I'm not really sure where I got the idea to make cucumber kimchi, but I am so glad I made it. When we were in San Diego last year, we ate some of the best sushi that we have ever had. One of the rolls that we had was called the kitchen sink roll because it had everything in it. On top of that roll was some type of cucumber salad. I loved that salad and wish I had asked what was in it but there was a bit of a language barrier with our waitress. Any way, the other day I ate at Chilantro taco cart ( love those tacos!!) and you have an option to add traditional kimchi(usually made with cabbage instead of the cucumber) to the tacos and to their french fries. And it came to me that I need to try making Cucumber kimchi. So I searched the internet and found the recipe at the link below....


There were a few recipes that I found, but I ultimately decided on this one. I went to a Korean grocery store near the house (had no idea we had one this close) and picked up the red pepper flakes, which is really the base of the kimchi. I really liked the outcome, but I know it needs some tweaking. We used the kimchi on a grilled chicken taco with naan and it was fantastic. I loved the cool yet spicy crunch that it gave to the taco. I'll be searching for more things to use the kimchi and the red pepper flakes on. I now own a fairly large bag of the spice.

Start with about 15 to 20 small cucumbers, the kind that are used to make dill pickles. If you can't find small cucumbers, you can use about the equivalent amount of large cucumbers.
Give the cucumbers a good rinse, then chop them into bite-size pieces. Put them in a large bowl, add about two flat tablespoons of sea salt, and toss well.

Allow salted pickles to sit overnight at room temperature, or at least for a couple of hours. The salt helps draw moisture out of the cucumbers, which creates a natural brine.
Now add 1/2 to 1 full teaspoon of minced raw garlic

Wash and chop up three green onions - not three bunches, but three individual ribs.

For a little extra sweetness, chop up 1/4 of a small to medium yellow onion.

Now the part that makes any kim chi a real, authentic kim chi: add two flat tablespoons of fine red chili flakes.

Koreans call it ko choo kah rhoo, which literally means ground hot peppers.
If at all possible, please get some of this stuff from a local Korean grocery store so that you can be sure that you have the right kind for making kim chi. You can add ko choo kah rhoo to any number of dishes, of course, like miso soup and seasoned green beans. Koreans add ko choo kah rhoo to just about everything.

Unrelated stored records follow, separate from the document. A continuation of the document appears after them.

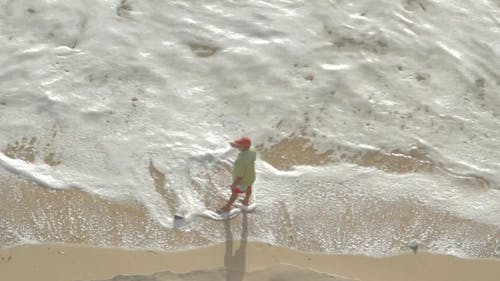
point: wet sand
(232, 260)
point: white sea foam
(108, 87)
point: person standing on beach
(243, 172)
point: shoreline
(55, 262)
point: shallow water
(376, 122)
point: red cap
(245, 141)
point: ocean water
(376, 122)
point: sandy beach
(232, 260)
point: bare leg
(248, 193)
(229, 203)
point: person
(243, 172)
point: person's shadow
(235, 264)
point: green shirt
(244, 167)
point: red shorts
(237, 190)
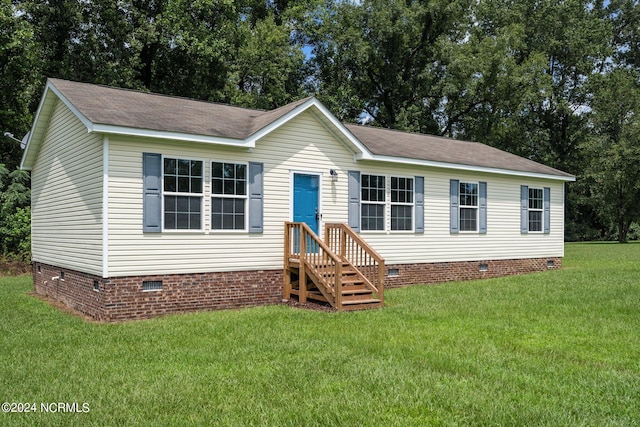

Now add a teaspoon of vinegar.

Add a Tablespoon of honey

Mix everything very well.

Now pack your cucumber kim chi away into glass bottles, and don't forget to add a bit of brine to each one - just a couple of tablespoons of brine per bottle will do.

All that's left to do at this point is to leave your bottles of cucumber kim chi out in room temperature for 24 to 48 hours to give it a chance to ferment. After 24 to 48 hours, transfer the bottles to your refrigerator. Well, shit. I totally didn't do this step.... guess I didn't look at the entire article. Now I am going to have to go back and redo this with ALL of the steps. Good thing this is very easy to do, so I'll be making batch #2 this weekend

Chicken tacos with naan, topped with the cucumber kimchi


Optimista said...

Doesn't sound as if missing that step was necessarily a bad thing, if it tasted great. I need to try this! I looooooooove pretty much any kind of Korean pickled veggie!

Dana said...

I loved the way it came out (with the missed step) but I am curious to see what will happen once I leave it out on the counter for 2 days.